Юрий Герт - Ночь предопределений
— Когда к нам так вот, мимоходом, заворачивают на полчаса... Ну, ребята и обиделись, завелись.
— Да ведь я совершенно случайно,— Феликс оглянулся на Чуркина, и Чуркин торопливо закивал, подтверждая его слова.— У меня другие планы...
— Понимаю,— согласился Самсонов.— Планы, планы, у всех свои планы...— Они шли по довольно широкой улице, наверное — главной. То и дело подъезжали, останавливались на углах машины с рабочими, очевидно, с дальних буровых.
— Между прочим, Айдар Надиров, который про Льва Толстого загнул... Он раньше на одном руднике работал, взрывником. Ну, и рабкорил, в газету пописывал — там, у себя... Таких не любят. Кончилось тем, что пришлось ему аж в Москву ехать, правды добиваться. Пока добился, от него жена сбежала. Словом, целая история, готовый роман... Или этот его корешок, Бубенцов. Оно вроде бы — и демагог, и ботало, каких мало — Бубенцов-бубенчик. Но ведь — как посмотреть?.. Парень молодой, беспокойный, вот и мечется, до всего своим умом допереть хочет. У него книг — полный чемодан, его за это в бригаде так и прозвали: «библиотекарь»... Или тот же Шмидт Роберт. У него дядя в ФРГ, домик свой, магазинчик или лавочку, что-то в этом духе имеет, и Роберта к себе зовет. А Шмидт у нас в передовиках ходит... Тоже ведь интересно — не проценты, бог с ними, с процентами — что у него там, внутри, вот что интересно, верно?— Навстречу шли женщины, с такими же, как всюду, оттягивающими руку хозяйственными сумками, но почти сплошь молодые, стройные, с молодой, смугло-золотистой кожей на открытых, приветливых лицах. Феликс увидел на фанерном щите знакомую афишу с именем Гронского.

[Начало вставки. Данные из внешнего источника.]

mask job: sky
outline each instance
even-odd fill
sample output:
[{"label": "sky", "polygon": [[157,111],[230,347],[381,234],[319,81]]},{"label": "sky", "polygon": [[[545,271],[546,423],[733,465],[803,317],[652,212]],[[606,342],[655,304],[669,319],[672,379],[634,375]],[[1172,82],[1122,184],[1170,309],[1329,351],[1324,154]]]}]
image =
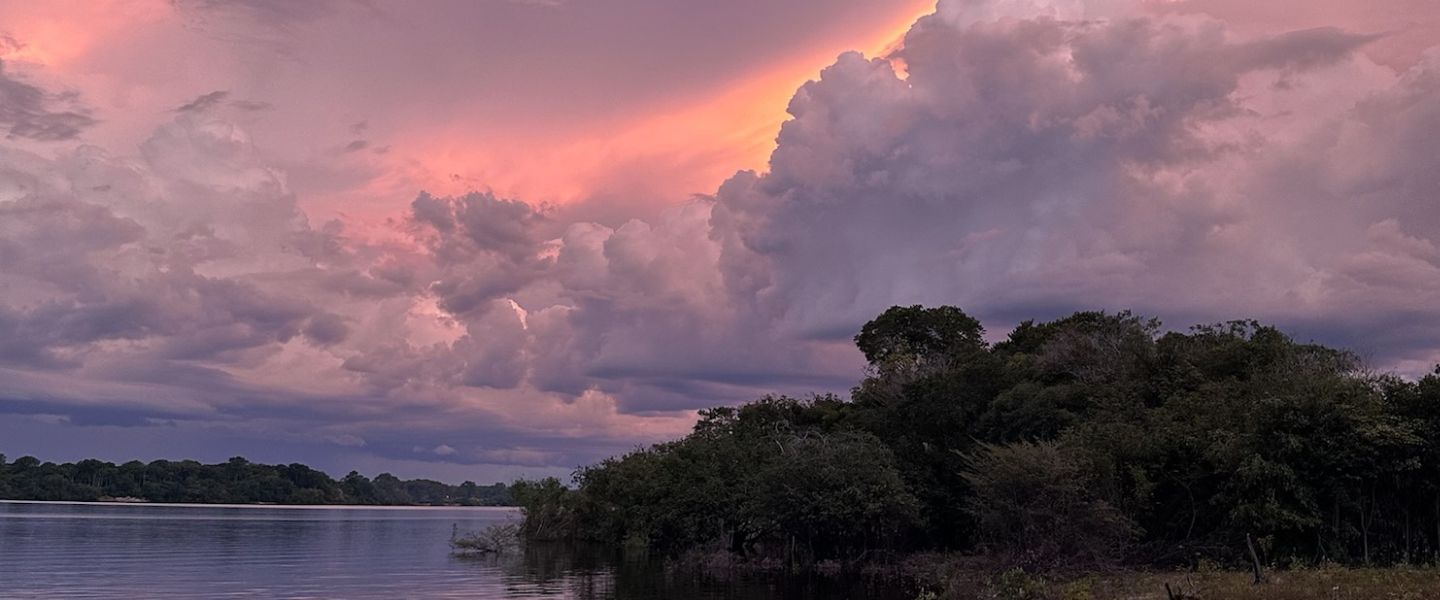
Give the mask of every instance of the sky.
[{"label": "sky", "polygon": [[1430,0],[0,3],[0,452],[567,475],[891,305],[1440,363]]}]

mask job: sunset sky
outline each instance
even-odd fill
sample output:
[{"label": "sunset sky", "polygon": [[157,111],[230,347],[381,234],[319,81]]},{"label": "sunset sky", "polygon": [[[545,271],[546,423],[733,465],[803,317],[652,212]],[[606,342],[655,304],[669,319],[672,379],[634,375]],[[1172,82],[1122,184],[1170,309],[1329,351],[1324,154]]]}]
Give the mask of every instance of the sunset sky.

Им было пора ненадолго проститься: Самсонов и Чуркин должны были переодеться перед концертом и тянули Феликса — каждый к себе, жили они поблизости друг от друга, но Феликсу хотелось пройти по улицам, оглядеться...
— Вы не думайте,— сказал Самсонов, удерживая его руку в своей,— не думайте, будто я предлагаю вам все планы перечеркнуть и засесть немедленно за трилогию о рабочем классе... Они, по-моему, сейчас оченно в моде — трилогии... Я вот о чем. Представьте себе земной шар, этот вот наш с вами шарик,— он притопнул каблуком для убедительности,— и представьте, что его бурят — в самых разных точках бурят — в строго радиальном направлении. И бурят, допустим, на любую, самую невероятную глубину. Что в конце-концов произойдет?.. В конце концов все скважины пересекутся, встретятся — в центре земли, верно?.. Вывод: не то главное, где бурить, в каком месте, главное — на какую глубину...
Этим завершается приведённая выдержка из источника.